While seemingly a promising development, evidence suggests that carbon-offset benefits are grossly overrated. Aggressive political actions are vital to achieving the timely policy transformation required to prevent the worst impacts of the rapidly escalating climate crisis.

A few reasons explaining the difficulty of this endeavor should be considered:

New oil-drilling, coal-mining, and fracking continue being permitted, some of it on public lands. Even if proposed moratoriums are adopted to prohibit these activities on federal lands, unless other reforms are passed, federal tax-policies will still subsidize them, at some $20 billion a year.

Under various state laws, including Georgia’s, energy-producers are guaranteed profits — on all expenditures, including enormous excess costs, regardless of related carbon emissions. These policies not only reward negligence, but they shift cost overruns onto residential customers.

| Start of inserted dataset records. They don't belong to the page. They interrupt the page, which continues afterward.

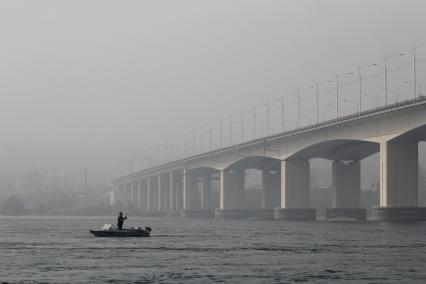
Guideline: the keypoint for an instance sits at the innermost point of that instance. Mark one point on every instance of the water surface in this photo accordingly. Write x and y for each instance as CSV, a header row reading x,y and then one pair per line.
x,y
61,250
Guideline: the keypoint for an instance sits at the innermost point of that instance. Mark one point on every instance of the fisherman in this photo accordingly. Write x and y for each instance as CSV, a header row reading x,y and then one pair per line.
x,y
120,220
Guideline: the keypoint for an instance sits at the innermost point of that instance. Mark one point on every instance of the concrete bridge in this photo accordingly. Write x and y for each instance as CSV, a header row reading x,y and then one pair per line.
x,y
394,131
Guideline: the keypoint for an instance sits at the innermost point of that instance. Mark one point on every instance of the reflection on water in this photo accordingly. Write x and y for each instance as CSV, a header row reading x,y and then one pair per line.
x,y
60,249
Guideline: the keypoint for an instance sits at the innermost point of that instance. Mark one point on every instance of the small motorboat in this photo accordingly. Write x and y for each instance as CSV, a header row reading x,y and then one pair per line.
x,y
110,230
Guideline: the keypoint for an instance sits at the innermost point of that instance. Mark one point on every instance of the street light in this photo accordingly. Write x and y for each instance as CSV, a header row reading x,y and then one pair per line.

Though there are increasing options for earning income by protecting carbon-capturing forests intact rather than cutting them, Georgia remains one of the nation’s most ravenous clear-cutting states. Worse yet, a rapidly growing market for Georgia’s timber-industry is wood-pellets, a product created to burn, releasing more carbon emissions than fossil fuels. Georgia’s five pellet plants themselves release about 500 tons of airborne particulates yearly, endangering the health of thousands.

Powerful vested interests thwart market adjustments supporting life-sustaining environmental policy. Georgia voters must be encouraged to demand fundamental reforms and elect officials who can be counted on to deliver them.